Spatial graph function
Here's that spatial_graph function I had mentioned @giovp and @Mirkazemi.
I figure it should probably be named something different to make sure it's clear it would only work for hex wells.
It looks great!

One first improvement could be to expose a parameters that explicitly ask for the number of rings in the neighbors (first 6 ring etc.). Btw, how do I push to this specific PR from my local repo? I managed to pull it but can't figure out a way to push here and not on my fork.
Oh, sorry, I had completely missed your comment here!
It looks great!
Thanks! Can I ask why you used leiden clustering on this?
One first improvement could be to expose a parameters that explicitly ask for the number of rings in the neighbors
This should be easy enough. I'm curious as to whether this it's better to leave this up to whatever algorithm is being used however, since the one step graph has some nice properties. It'd probably be important to include distance in the multistep graph.

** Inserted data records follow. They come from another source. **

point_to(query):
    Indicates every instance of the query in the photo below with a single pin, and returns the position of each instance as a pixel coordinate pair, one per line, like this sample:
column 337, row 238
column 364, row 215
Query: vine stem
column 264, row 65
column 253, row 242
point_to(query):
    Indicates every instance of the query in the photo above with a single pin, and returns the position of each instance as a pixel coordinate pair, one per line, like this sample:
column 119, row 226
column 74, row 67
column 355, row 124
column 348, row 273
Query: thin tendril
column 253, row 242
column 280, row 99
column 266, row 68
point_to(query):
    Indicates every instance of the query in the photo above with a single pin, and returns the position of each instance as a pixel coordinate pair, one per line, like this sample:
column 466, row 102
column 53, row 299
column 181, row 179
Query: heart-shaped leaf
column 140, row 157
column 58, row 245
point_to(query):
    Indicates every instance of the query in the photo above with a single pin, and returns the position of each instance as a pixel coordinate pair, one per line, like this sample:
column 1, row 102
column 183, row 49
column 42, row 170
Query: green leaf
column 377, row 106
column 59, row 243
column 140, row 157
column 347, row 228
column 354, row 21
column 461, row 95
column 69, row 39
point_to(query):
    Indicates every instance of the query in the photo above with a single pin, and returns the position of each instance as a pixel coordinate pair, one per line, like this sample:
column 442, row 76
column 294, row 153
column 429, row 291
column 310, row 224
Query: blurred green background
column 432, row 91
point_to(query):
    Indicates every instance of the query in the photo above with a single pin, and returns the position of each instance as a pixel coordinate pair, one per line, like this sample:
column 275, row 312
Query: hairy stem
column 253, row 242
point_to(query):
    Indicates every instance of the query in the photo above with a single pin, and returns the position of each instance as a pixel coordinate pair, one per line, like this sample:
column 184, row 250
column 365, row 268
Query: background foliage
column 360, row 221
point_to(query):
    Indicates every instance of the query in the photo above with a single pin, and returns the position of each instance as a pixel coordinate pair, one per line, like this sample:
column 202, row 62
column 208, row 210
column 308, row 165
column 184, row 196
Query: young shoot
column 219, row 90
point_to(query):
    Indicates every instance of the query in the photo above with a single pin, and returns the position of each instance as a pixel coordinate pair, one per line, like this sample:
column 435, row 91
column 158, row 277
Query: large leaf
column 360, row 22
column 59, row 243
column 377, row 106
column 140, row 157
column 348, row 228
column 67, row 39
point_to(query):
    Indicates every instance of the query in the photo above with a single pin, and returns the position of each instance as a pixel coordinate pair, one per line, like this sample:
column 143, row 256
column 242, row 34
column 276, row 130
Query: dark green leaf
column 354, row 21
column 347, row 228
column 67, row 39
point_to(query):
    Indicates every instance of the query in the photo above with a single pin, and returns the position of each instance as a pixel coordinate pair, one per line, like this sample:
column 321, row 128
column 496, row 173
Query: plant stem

Btw, how do I push to this specific PR from my local repo?
This should be fairly straight forward. If you're using the github cli, I think it should just be:
gh pr checkout 1383
# whatever changes
git push
Let me know if that gives you errors, since it might be a repository permissions issue.
@ivirshup @giovp i have updated the function, now it can process non-visium coordinates and have the number of rings option for visium. https://github.com/theislab/spatial-tools/blob/graph/notebooks/build_spatial_graph.ipynb
That's great, I'll add Isaac to that project so he can see code (repo is private). Let's discuss whether to integrate in scanpy at next meeting! Thank you Sergei !
Hey! I was just getting back to this, and I'm not sure I agree with all the choices made in the updates. For example, I would probably rather have separate functions for different spatial neighbor strategies. Also this won't work if coord_type isn't "visium".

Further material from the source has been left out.